Santini avait déjà commencé notre production, lancée le 26 Février pour être exact. Elle a été suspendue pour la bonne cause, n’oublions pas que Santini est situé à Bergame, localité la plus touchée par le drame que vivent les Italiens. Avec la reprogrammation en Septembre, nous n’avons pas d’inquiétude à ce niveau-là. Pour l’aspect solidarité, nous avons fait un appel aux dons, et tous ceux qui ne souhaitent pas venir en Septembre ont la possibilité d’offrir le montant de leur inscription, que l’on va reverser aux secouristes de la Croix Blanche qui luttent contre le COVID19. Depuis l’annonce du report mercredi dernier, nous avons déjà collecté 1000€ de dons.

Que ce soit pour les courses pros ou les cyclos, il y a le camp de ceux qui annulent purement et professionnellement et ceux qui reportent coûte que coûte, comment te situes-tu là-dedans ? 

Nous ne sommes pas dans le « coûte que coûte ». Une annulation ou report sur 2021 aurait été plus simple à gérer, peut-être plus raisonnable. Mais avec nous, si on annule, c’est une trentaine de sociétés prestataires du milieu évènementiel qui n’ont plus de travail. Nous ne parlons pas que des inscriptions des participants, mais bien de donner du travail à tous ceux qui œuvrent pour ces manifestations, qui souffrent en ce moment, et qui pourraient disparaitre en 2021 (chronométreurs, fabriquant de plaques, dossards, speaker, sécurité, secours, restauration, chapiteaux etc…). Derrière le sport, derrière l’évènementiel, il y a aussi des salariés. Niveau tourisme également, chaque année, cet évènement rapporte plus de 3 millions d’euros à l’économie locale. Nous essayons de soutenir aussi l’économie locale avec ce report. C’est tout un écosystème qui est impacté avec cette épidémie, au-delà de la simple pratique du cyclisme.
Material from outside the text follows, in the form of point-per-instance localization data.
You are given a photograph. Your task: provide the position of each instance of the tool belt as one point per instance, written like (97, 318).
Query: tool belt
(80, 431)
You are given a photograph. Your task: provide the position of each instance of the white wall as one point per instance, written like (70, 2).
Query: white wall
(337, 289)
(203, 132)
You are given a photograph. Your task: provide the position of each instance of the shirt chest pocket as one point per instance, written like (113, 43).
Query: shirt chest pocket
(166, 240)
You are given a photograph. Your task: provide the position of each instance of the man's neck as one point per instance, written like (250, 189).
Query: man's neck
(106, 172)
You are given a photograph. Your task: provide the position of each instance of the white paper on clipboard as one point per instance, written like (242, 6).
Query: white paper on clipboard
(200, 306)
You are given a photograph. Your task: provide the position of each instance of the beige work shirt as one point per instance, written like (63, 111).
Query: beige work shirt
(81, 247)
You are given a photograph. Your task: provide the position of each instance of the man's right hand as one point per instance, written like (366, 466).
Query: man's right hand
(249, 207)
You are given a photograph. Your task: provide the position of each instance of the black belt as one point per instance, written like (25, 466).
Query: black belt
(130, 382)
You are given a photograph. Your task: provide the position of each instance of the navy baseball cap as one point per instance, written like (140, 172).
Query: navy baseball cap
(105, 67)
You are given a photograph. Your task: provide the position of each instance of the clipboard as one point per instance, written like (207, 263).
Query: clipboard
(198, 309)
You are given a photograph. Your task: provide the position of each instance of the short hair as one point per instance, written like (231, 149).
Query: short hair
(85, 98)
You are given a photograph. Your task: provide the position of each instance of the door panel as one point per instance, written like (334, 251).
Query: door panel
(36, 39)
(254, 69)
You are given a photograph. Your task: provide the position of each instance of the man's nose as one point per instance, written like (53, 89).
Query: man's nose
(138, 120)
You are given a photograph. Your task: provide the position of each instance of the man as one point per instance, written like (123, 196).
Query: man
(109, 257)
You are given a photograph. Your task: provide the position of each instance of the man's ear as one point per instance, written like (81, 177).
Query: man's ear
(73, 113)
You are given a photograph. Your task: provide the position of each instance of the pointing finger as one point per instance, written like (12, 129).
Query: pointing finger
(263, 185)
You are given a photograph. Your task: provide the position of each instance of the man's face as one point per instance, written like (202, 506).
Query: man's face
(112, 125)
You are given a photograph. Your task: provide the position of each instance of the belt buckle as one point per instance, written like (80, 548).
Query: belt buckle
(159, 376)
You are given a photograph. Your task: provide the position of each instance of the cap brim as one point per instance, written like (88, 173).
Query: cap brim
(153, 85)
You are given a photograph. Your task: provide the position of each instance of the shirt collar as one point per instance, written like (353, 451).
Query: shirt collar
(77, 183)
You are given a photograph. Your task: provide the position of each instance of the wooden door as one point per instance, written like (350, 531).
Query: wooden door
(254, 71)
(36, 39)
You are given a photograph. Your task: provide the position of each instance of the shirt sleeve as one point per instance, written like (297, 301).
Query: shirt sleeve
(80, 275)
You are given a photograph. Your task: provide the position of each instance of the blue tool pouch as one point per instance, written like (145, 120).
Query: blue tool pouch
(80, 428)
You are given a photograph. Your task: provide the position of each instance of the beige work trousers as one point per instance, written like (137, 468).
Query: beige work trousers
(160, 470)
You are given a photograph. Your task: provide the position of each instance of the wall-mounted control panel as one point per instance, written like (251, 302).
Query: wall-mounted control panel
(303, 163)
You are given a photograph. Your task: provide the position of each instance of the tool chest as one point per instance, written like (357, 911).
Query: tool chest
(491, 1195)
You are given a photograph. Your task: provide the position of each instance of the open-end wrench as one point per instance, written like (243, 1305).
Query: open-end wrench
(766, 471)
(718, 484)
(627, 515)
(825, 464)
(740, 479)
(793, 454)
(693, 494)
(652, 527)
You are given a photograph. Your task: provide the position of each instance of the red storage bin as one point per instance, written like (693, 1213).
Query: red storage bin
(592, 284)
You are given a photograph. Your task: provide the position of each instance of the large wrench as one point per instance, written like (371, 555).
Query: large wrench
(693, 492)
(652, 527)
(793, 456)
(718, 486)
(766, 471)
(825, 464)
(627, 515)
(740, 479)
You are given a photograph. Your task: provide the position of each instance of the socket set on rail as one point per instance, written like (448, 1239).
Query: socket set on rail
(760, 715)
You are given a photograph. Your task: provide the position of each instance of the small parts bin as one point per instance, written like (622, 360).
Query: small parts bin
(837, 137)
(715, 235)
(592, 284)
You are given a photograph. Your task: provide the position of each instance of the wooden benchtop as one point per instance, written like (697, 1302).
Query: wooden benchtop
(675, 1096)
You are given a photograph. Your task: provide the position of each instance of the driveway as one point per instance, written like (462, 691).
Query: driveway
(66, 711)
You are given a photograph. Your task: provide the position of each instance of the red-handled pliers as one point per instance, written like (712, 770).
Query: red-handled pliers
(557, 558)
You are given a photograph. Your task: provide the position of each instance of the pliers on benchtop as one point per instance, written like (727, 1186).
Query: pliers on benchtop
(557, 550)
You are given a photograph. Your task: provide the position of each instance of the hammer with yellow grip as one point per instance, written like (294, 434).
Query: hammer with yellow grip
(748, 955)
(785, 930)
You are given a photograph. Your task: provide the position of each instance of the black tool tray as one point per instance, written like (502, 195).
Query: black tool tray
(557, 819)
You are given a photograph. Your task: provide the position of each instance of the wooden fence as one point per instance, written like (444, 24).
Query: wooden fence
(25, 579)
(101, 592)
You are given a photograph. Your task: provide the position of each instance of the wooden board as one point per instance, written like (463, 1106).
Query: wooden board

Nous sommes arrivés à remobiliser pour Septembre les 200 personnes qui étaient prévues pour le 14 Juin, nos urgentistes, la maire nous suit, nos sponsors nous suivent…etc, c’était un défi. Je reste aussi solidaire de tous les organisateurs qui ne sont pas arrivés à trouver de possibilités de report, l’annulation n’était peut-être pas leur premier souhait. Aujourd’hui, le vélo est triste, mais ce n’est que du vélo. Il convient de prendre du recul et d’être solidaires face au drame sanitaire.